India’s limited war with Pakistan revealed unprecedented tactical shifts:

🚀 What Was Used:

  • Fixed-wing drones, loitering munitions

  • GPS-guided bombs, laser-guided precision strikes

  • BrahMos missile reportedly deployed

  • Pakistan used China’s PL-15 missiles and Turkey's Songar drones

🧠 What It Means:

  • Air superiority is no longer about fighter jets alone.

  • Drones and cyber systems play decisive roles.

  • Traditional battlefield hierarchies are outdated.


📡 The Battlefield Has Gone Digital

Modern warfare is now defined by:

Traditional WarModern War (2025)
Boots on the groundBots in the sky
Chain of commandCloud-based coordination
Physical frontlinesCyber & AI battlezones
Strategy based on numbersStrategy based on data

The battlefield is now borderless — extending into cyberspace, algorithms, and electromagnetic spectrums.

🇮🇳 India's Strategic Lag: Time for a Wake-Up Call

Despite advancements like the Rafale jets and indigenous systems, India lags behind in:

  • AI-based drone programs

  • Hypersonic missile deployment

  • Networked warfighting infrastructure

China already operates fifth-gen J-20 jets and is developing its sixth-gen fighter.
India’s AMCA project is still on the drawing board.


🧭 The Way Forward for India

  1. 🔄 Revamp Modernisation Plans:
    Replace outdated tenders with future-ready platforms.

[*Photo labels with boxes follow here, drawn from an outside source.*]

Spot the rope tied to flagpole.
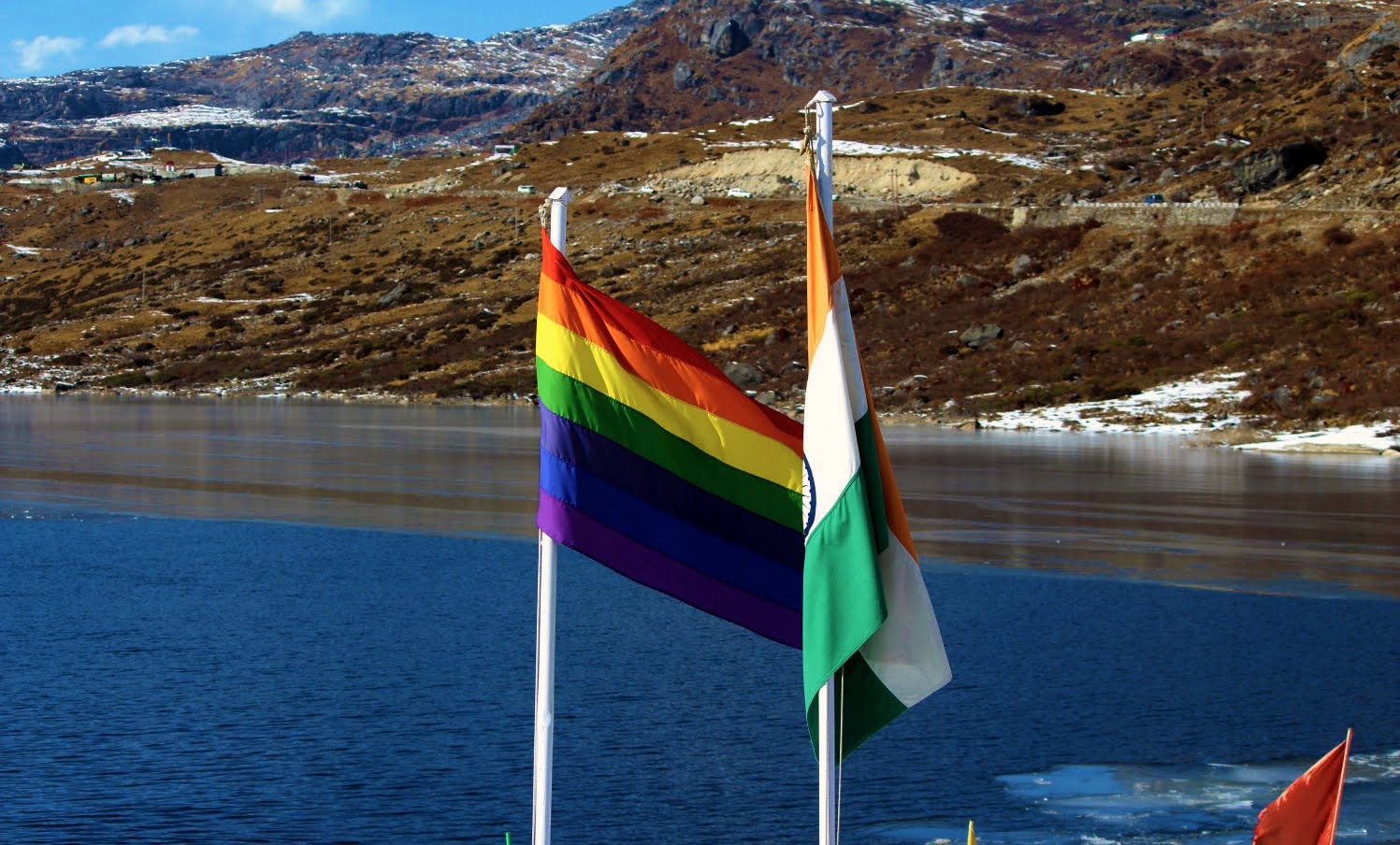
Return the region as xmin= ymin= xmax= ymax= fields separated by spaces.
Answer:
xmin=798 ymin=107 xmax=816 ymax=169
xmin=834 ymin=665 xmax=845 ymax=845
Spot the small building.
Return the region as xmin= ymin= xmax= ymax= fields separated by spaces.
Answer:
xmin=1124 ymin=29 xmax=1175 ymax=45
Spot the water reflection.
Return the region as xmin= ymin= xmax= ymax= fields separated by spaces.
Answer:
xmin=0 ymin=397 xmax=538 ymax=537
xmin=0 ymin=396 xmax=1400 ymax=594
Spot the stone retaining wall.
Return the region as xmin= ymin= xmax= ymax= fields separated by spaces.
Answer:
xmin=1011 ymin=203 xmax=1240 ymax=228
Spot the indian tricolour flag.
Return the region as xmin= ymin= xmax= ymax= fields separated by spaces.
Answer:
xmin=802 ymin=168 xmax=952 ymax=758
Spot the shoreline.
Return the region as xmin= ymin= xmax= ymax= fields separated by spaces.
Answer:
xmin=0 ymin=371 xmax=1400 ymax=457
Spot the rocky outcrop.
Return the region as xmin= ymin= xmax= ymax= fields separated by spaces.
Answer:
xmin=519 ymin=0 xmax=1060 ymax=138
xmin=1337 ymin=14 xmax=1400 ymax=67
xmin=1231 ymin=141 xmax=1327 ymax=193
xmin=0 ymin=0 xmax=671 ymax=163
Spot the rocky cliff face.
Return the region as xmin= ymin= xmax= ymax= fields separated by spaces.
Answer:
xmin=0 ymin=0 xmax=670 ymax=163
xmin=519 ymin=0 xmax=1041 ymax=137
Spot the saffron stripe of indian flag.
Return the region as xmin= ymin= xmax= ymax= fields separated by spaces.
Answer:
xmin=802 ymin=168 xmax=952 ymax=758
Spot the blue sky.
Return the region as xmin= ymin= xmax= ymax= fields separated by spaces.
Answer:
xmin=0 ymin=0 xmax=628 ymax=79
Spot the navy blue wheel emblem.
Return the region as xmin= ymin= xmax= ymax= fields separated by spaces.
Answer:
xmin=802 ymin=454 xmax=816 ymax=537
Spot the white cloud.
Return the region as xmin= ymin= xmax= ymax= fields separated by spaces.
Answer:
xmin=9 ymin=35 xmax=82 ymax=71
xmin=252 ymin=0 xmax=366 ymax=23
xmin=101 ymin=23 xmax=199 ymax=48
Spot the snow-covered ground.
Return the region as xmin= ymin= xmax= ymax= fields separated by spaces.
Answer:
xmin=981 ymin=372 xmax=1248 ymax=435
xmin=1234 ymin=422 xmax=1400 ymax=453
xmin=0 ymin=351 xmax=1400 ymax=457
xmin=978 ymin=372 xmax=1400 ymax=457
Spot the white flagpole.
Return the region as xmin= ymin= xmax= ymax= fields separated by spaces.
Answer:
xmin=806 ymin=91 xmax=840 ymax=845
xmin=530 ymin=188 xmax=572 ymax=845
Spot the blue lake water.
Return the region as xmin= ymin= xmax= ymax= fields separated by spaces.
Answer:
xmin=0 ymin=397 xmax=1400 ymax=845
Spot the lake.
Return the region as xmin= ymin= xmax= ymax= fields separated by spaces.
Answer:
xmin=0 ymin=396 xmax=1400 ymax=845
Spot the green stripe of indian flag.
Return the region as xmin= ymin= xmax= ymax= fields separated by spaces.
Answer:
xmin=802 ymin=279 xmax=952 ymax=758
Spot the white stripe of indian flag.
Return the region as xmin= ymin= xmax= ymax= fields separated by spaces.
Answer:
xmin=802 ymin=165 xmax=952 ymax=758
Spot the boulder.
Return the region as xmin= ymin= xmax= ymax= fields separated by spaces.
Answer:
xmin=704 ymin=18 xmax=753 ymax=59
xmin=724 ymin=361 xmax=763 ymax=388
xmin=958 ymin=323 xmax=1001 ymax=349
xmin=1231 ymin=141 xmax=1327 ymax=193
xmin=380 ymin=281 xmax=409 ymax=307
xmin=1337 ymin=14 xmax=1400 ymax=68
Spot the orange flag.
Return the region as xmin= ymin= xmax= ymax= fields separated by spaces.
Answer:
xmin=1254 ymin=730 xmax=1351 ymax=845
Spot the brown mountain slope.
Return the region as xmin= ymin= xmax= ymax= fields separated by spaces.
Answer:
xmin=0 ymin=73 xmax=1400 ymax=422
xmin=518 ymin=0 xmax=1056 ymax=138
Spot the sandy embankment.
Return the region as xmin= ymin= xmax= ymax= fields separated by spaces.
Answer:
xmin=657 ymin=147 xmax=977 ymax=200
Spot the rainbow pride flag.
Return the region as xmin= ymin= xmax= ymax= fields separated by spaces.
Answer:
xmin=535 ymin=227 xmax=803 ymax=648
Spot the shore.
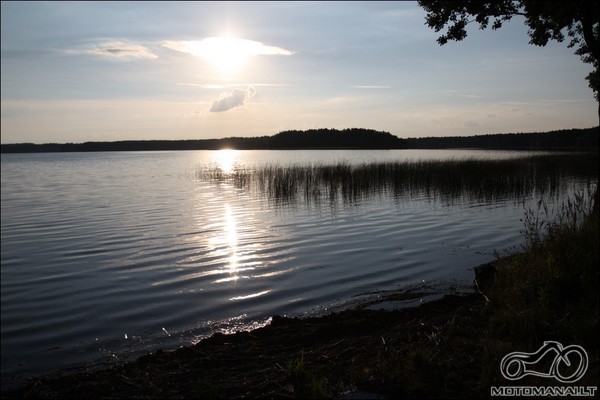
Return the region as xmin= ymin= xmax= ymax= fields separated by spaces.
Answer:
xmin=2 ymin=250 xmax=598 ymax=399
xmin=2 ymin=264 xmax=502 ymax=399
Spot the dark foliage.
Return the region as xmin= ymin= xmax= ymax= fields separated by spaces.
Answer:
xmin=0 ymin=127 xmax=600 ymax=153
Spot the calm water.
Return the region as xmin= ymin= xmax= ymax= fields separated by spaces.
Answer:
xmin=1 ymin=150 xmax=592 ymax=384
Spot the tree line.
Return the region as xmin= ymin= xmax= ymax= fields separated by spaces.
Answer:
xmin=1 ymin=127 xmax=600 ymax=153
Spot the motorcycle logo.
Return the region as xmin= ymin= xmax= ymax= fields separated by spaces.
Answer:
xmin=500 ymin=341 xmax=588 ymax=383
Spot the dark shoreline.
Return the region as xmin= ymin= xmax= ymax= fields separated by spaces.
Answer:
xmin=2 ymin=263 xmax=493 ymax=399
xmin=0 ymin=127 xmax=600 ymax=153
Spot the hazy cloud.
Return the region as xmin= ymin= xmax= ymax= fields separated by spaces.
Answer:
xmin=161 ymin=37 xmax=294 ymax=59
xmin=177 ymin=82 xmax=288 ymax=89
xmin=352 ymin=85 xmax=392 ymax=89
xmin=66 ymin=41 xmax=158 ymax=60
xmin=209 ymin=86 xmax=256 ymax=112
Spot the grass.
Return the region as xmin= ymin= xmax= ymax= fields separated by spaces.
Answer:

  2. 🤖 Invest in AI, Robotics & Cyber Forces:
    Create specialised units for cyber warfare, space dominance, and AI-assisted targeting.

  3. ✈️ Fast-track Indigenous R&D:
    Ensure long-range drones, hypersonic missiles, and sixth-gen fighters are indigenously developed.

  4. 🛰️ Embrace Multi-Domain Integration:
    Warfare is no longer land, air, and sea. It is multi-domain: cyber, space, digital.


🧠 Suryavanshi IAS Insights: What UPSC Aspirants Should Learn

🔹 GS Paper II:

  • Evolution of global power dynamics

  • Collapse of “rules-based” world order

  • India’s role in shifting geopolitics

🔹 GS Paper III:

  • Cybersecurity & AI in defence

  • Indigenous defence manufacturing

  • Strategic autonomy in warfare

🔹 GS Paper IV:

  • Ethics of autonomous weapons

  • Misuse of perception in geopolitics

  • Responsibility in high-tech warfare


✍️ For Essay Practice:

"In a world run by machines, victory belongs to those who control the code."


🔚 Conclusion

The future of warfare will not be decided by soldiers alone, but by those who can predict, intercept, and neutralise threats using data, technology, and agility. If India does not adapt now, it risks falling behind in a world where dominance is no longer physical, but digital.